The Supreme Court ruling Thursday that prohibits schools from considering race when assigning students, except in limited cases, could revive a failed challenge to the city of Lynn’s controversial desegregation plan and imperil similar policies around the state.
The Supreme Court’s 5-4 ruling rejected integration plans in Louisville, Ky., and Seattle, though it did not say race could never be used when considering school assignments.
Lynn’s system allows race to be considered when children request transfers to schools outside their neighborhoods. At least 20 school districts statewide have voluntary desegregation plans that consider race, including Brockton, Salem and Worcester.
Attorney Chester Darling, who represented parents who challenged Lynn’s policy as unconstitutional, said he’s prepared to file a request in federal court to immediately end it.
He said Thursday’s ruling opens the door to resurrect his case because though its specifics differ from the Supreme Court cases, it shares the same principle.
“The basic thing is the awarding or withholding of a governmental benefit on the basis of race,” he said. “That was the issue in each of the three cases.”
Nicholas Kostan, superintendent of schools in Lynn, said it appears to him the city will have to abandon the 20-year-old policy, which he said has worked to promote good relations between races.
“I’m disappointed because the people of the city have supported the plan,” he said.
But Richard Cole, who handled the Lynn case for the state attorney general’s office, said Justice Anthony Kennedy’s concurring opinion made it unlikely the ruling would impact Lynn.
Kennedy differed from his conservative colleagues by saying that under narrow exceptions race can be considered when schools devise diversity plans. One exception allows race as the only consideration if it can be proven there was no alternative and there is a crucial need for the plan.
Cole, now a civil rights consultant, said that applies to Lynn, where he said the policy was proven to be the only way to desegregate the schools and relieve racial tensions that were affecting learning.
“I believe that what we did in the Lynn case … would meet Justice Kennedy’s high threshold for using race as the sole factor in a student assignment plan,” he said.

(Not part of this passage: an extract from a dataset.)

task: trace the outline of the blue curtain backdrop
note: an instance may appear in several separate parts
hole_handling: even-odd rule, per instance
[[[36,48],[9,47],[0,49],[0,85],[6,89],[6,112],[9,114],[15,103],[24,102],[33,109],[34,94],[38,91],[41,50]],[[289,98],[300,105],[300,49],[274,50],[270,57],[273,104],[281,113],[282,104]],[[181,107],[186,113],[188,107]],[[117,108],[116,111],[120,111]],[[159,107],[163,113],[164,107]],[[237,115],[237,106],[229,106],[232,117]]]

Justice Kennedy’s opinion also means the state’s school districts don’t necessarily have to kill existing, race-conscious desegregation plans, but can revise them to fit the exceptions he outlined, according to Harvard Law School professor Charles Ogletree.
“The court has not prevented consideration of such plans, but required school districts to come up with more creative ways of addressing that,” Ogletree said. “That is a refreshing conclusion to be drawn from an otherwise disappointing decision.”
Department of Education Commissioner David Driscoll and Attorney General Martha Coakley said they would determine which desegregation programs were affected by the ruling and work with local officials to make any changes.
“We are committed to guaranteeing equal educational opportunities for all children, and we will do everything within our power to make certain that continues,” Driscoll said in a statement.
State congressional leaders found little to like about the ruling. In a statement, Sen. Edward Kennedy said the decision ran counter to the court’s decision in Brown v. Board of Education, which desegregated schools.
“Today’s decision is false to Brown’s promise of equality, making it far more difficult for local school boards to voluntarily bring students of different races together in the classroom,” he said.
John Kerry called it “a terrible blow to civil rights in our country.”
The Lynn case appeared dead in 2006 after the Supreme Court refused to reconsider its rejection of the plaintiff’s appeal in 2005. A federal district and appeals court had ruled the Lynn policies were legal, and that the city had a compelling educational interest in influencing the racial composition of its schools.
Justice Samuel Alito has replaced Justice Sandra Day O’Connor since the high court’s initial ruling in 2005.
Darling said the decision Thursday was good for all students.
“We don’t need Big Brother telling us diversity is good and you have to sit here and you have to sit there because you’re black or white,” he said.